ドリルで小さな穴を開けられた爪を見れば、あんなに赤黒かった爪は元の薄ピンク色に戻っていて、そして爪の穴にはなんか青い糸が突っ込まれてテープで固定されてた。
「ねえお兄さん、穴を開けて血を抜いたのは分かったんだけど、その穴にこの青い糸を突っ込んでるのはなんで?穴を塞がないの?」
「穴に糸を差し込んでいるのはナイロン糸ドレナージ法という手法だ。爪が赤黒くなっていたのは爪の下で出血して血が溜まっていたのが原因だが、今回は溜まった血を抜いただけで、出血そのものは治療できていない。なので出血が自然に治るまでは爪の穴を塞がず、糸を伝って血が外に出れるようにしているのだ」
「ふーん。うーん?」
なんとなく、あたしにも分かりやすいように説明してくれたっぽい。あんま分からなかったけど。
でも、別の事には気付いた。
「あとさ、割れた爪がチップを貼っただけなんだけど、テーピングはしないの?」
「テーピングはしない。君の場合は普段からテーピングをしていただろう。そのせいで指の血の巡りが悪くなって爪が弱く割れやすくなる悪循環に陥っている。なので爪が生え変わるまでテーピングはしない」
あー。いつものテーピングのせいで爪が弱くなってたの。そりゃ何度も割れるわ。
「これで今日の処置は終了だ。ただし、これはあくまで応急的な処置だ。また今度、専門の設備がある所で、専門の医者と共に本格的な治療をする事になる」
「はーい。りょーかいっす」
やっぱ、ちゃんと治そうとすると違うんだなあ。
今回の作中ガバ
・K先生にタイムを聞かれたのにレースの名前とタイムだけ答え、肝心の距離を答えなかったトーセンジョーダン。

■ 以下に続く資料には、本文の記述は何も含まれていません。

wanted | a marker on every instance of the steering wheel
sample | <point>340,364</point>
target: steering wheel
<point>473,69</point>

・K先生に再度距離を聞かれ、もう少しで答える所だったトーセンジョーダンに口を挟んだ村井。
トーセンジョーダンは今までならレースの名前=距離も言ったようなものとして、村井はUMAもといウマ娘を前にしてあんまり冷静じゃないですね。
爪甲縦裂症は爪根の辺りに生じたグロムス腫瘍が原因の場合があるようですが、それを検査するには目視出来なければMRIがないといけないようで。
K先生なら目視触診で全部分かりそうだけど、ちゃんと後でMRI検査をどこかで挟む予定。
ドクターK世界のウマ娘2人目はトキノミノルとあんまり関係無いかな?実馬あんまり詳しくないので、どうなんだろ。
ヒントとしては、黄金世代でトーセンジョーダンと同じくアプリの出走スケジュールと実馬の出走スケジュールとでズレの大きくなるウマ娘です。
あと2~3話くらいで出せるはず。